How does that feel? How does that affect you? What is it that makes you you? This is the journey that The Wilderness takes you on.

This should be a dark and depressing subject but Harvey lifts the reader with her poetic and brilliantly crafted prose into a life-affirming crescendo that does not disappoint.

The Wilderness Feb 26th 20095
This is a beautifully and intelligently written novel which covers a subject that could be dark and frustrating. For this reason when I first came across it I was a little apprehensive, but I need not have worried. The author carried me through its tricky subject matter with such lovely writing and such wisdom that I often found myself stopping to re-read a sentence, just to savour, learn from and admire the superb craftmanship. I loved the main character, Jake - his story, his life, his experiences held me in thrall- and I felt I wanted to defend and protect him as he struggled to understand the vagaries and heartbreaks of his constantly changing internal landscape. The book made me think about all the people, particularly the elderly ones, who I might ignore as I pass them by in the street, never seeing, or even looking for, the intelligence that lurks behind their outward appearance. Like Jake we all have our story, and all of us change the sequence and the substance of that story in subtle and not so subtle ways as time redefines our experiences of them.

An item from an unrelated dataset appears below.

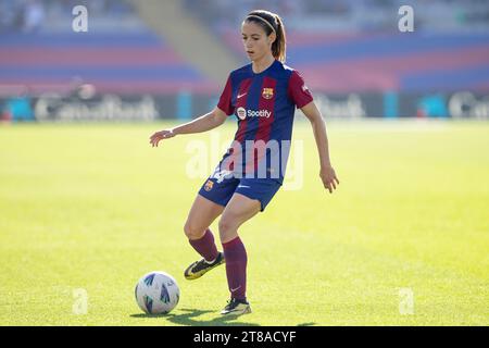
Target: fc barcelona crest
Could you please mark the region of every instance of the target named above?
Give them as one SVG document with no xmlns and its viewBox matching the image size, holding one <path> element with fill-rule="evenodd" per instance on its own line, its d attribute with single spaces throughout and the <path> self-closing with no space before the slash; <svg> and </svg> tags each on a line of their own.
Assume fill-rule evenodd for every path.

By the end of the novel I was struck by several things. I missed Jake. I realised that I had just read something way out of the ordinary. I recognised that an extraordinary talent had just introduced itself to the world. And I was totally baffled: how on earth did this writer manage to make a topic so tricky, read so well and with such coherence. It must have been a mighty task, yet it was carried out with such a sure hand. Read this book; it's great. And to the author, hurry up and write another book please.